Lady Di teria completado 56 anos de idade neste sábado. A princesa de consagrou por méritos de todas as esferas: por sua elegância, beleza, sofisticação, dedicação e benevolência. Ocupou com muita competência o posto de ícone feminino que marcou sua época. E entre os inúmeros títulos, o de fashionista é um dos principais.

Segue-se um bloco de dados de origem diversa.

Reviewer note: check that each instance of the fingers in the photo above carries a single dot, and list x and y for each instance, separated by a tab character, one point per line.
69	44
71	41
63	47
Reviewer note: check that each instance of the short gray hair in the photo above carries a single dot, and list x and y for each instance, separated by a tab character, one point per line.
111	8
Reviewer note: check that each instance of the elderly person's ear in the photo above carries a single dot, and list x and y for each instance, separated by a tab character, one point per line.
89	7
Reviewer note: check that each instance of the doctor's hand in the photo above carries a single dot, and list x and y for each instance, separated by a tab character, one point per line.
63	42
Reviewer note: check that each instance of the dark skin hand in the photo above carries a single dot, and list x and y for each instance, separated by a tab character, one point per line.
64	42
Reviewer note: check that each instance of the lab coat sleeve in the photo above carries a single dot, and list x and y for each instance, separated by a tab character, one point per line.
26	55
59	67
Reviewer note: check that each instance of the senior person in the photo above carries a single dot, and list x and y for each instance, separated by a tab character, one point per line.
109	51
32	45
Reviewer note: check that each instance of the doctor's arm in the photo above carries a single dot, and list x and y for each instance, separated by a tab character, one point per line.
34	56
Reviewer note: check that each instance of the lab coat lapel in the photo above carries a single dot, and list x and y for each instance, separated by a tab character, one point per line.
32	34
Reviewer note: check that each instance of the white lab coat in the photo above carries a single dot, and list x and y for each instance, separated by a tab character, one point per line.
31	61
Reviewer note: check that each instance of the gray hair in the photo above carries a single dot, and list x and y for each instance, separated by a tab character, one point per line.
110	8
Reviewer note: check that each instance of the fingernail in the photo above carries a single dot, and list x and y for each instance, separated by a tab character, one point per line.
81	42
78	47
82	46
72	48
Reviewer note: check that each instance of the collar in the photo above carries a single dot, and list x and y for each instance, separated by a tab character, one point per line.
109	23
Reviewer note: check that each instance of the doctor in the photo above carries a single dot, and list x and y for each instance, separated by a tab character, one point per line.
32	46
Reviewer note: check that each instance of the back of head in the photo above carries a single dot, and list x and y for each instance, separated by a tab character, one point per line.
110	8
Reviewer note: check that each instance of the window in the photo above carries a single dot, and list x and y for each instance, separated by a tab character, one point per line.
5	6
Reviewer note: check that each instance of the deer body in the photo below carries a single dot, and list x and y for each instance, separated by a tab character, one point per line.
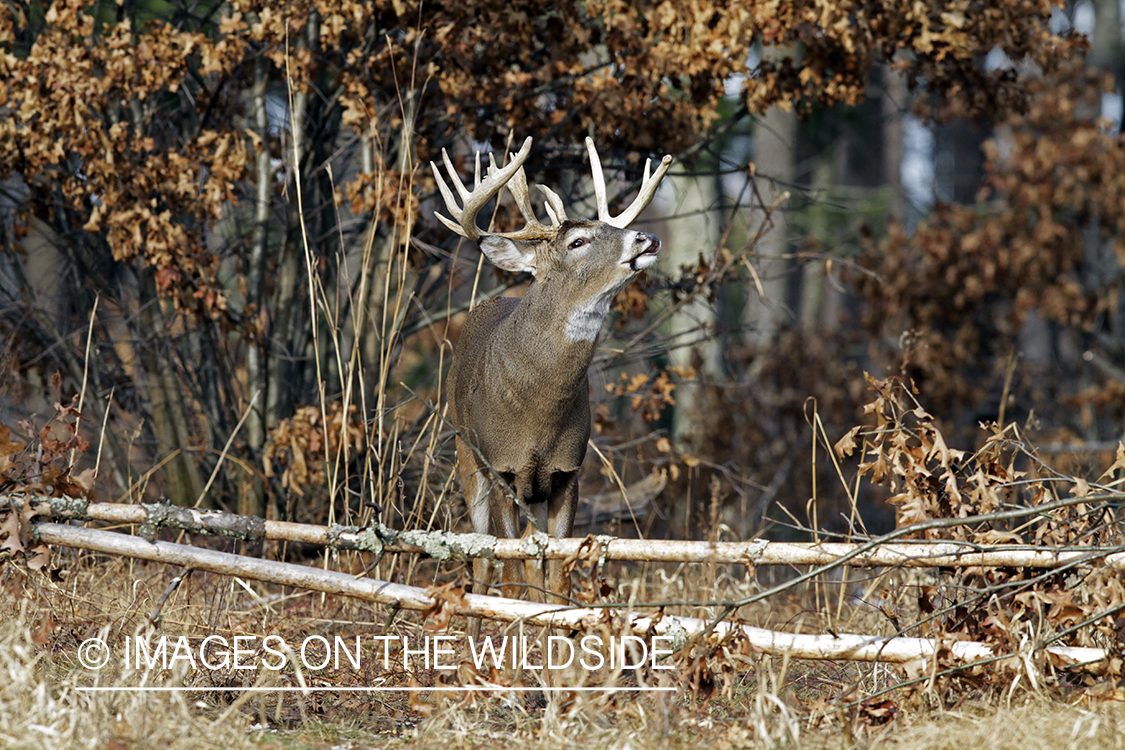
518	391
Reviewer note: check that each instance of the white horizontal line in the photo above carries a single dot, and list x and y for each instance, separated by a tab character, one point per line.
466	688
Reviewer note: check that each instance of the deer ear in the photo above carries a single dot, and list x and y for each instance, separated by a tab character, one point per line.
514	255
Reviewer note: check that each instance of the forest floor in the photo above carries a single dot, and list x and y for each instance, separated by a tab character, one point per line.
741	701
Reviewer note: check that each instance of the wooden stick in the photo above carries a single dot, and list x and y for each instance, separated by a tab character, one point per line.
849	647
448	545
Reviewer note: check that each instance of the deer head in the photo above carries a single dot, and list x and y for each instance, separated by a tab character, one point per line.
518	390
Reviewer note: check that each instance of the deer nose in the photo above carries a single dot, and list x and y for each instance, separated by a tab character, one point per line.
651	240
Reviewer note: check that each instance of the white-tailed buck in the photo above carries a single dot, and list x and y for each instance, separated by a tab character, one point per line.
518	390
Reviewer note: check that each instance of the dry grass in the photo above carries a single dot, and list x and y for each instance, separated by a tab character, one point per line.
757	702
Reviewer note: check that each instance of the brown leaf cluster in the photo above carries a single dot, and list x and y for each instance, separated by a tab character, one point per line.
928	480
302	449
1045	238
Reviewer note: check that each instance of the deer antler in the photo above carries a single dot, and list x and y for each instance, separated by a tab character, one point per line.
648	187
465	216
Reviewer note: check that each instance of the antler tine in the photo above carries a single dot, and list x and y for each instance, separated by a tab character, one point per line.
465	216
595	170
648	186
518	186
554	205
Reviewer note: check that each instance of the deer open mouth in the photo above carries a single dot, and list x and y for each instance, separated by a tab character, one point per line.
647	256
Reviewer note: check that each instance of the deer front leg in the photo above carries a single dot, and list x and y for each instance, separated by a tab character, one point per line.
560	512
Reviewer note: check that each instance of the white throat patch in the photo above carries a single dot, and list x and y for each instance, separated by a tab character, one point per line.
585	323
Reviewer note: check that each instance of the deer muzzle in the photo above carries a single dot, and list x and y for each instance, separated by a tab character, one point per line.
648	246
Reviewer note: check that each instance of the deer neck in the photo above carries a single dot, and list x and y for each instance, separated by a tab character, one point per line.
556	335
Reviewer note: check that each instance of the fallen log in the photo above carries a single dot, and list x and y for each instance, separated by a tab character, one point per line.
448	545
845	647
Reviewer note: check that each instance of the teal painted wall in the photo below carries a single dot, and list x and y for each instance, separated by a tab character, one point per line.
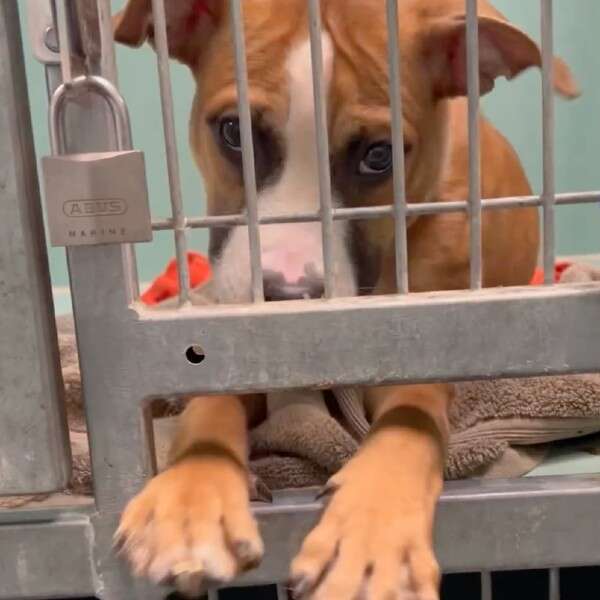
514	107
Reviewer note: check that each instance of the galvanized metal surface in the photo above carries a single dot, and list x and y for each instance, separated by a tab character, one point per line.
420	337
248	163
35	453
548	141
480	526
46	556
322	129
475	251
379	212
401	225
166	100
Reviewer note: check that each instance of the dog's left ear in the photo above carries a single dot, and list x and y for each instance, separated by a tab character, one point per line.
190	24
504	51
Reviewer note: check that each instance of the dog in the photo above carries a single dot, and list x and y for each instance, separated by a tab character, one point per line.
192	524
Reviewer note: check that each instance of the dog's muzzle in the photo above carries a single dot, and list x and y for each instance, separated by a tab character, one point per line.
278	288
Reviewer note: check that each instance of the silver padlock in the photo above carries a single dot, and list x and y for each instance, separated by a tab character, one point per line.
97	197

Diana ousou, lançou tendências, designers e inspirou muitos públicos com seu estilo. Ela foi a primeira Princesa a escrever por si própria seus votos de casamento, discordando de se sujeitar aos votos oficiais da Família Real, que incluía promessas como a de obedecer ao marido – deixando claro na cerimônia de união que não faria isto.

Mãe pela primeira vez aos 20 anos, escolheu o nome dos filhos – contrariando os palpites de Charles. Sempre conversou com os filhos pequenos agachando para olhar em seus olhos, algo que nunca havia sido feito pela Família Real. Os filhos comiam no MC Donald’s, andavam de transporte coletivo, aguardavam nas filas como os demais em locais públicos.

A princesa sempre de dedicou para criar serem humanos éticos e íntegros para o mundo. Ao escolher um tubinho preto para um evento beneficente na Serpentine Gallery, Lady Di teve sua imagem estampada em diversos jornais, quebrando o padrão criado pelas demais figuras da realeza, que costumavam evitar muitas roupas com as quais pudessem ser consideradas “ousadas”.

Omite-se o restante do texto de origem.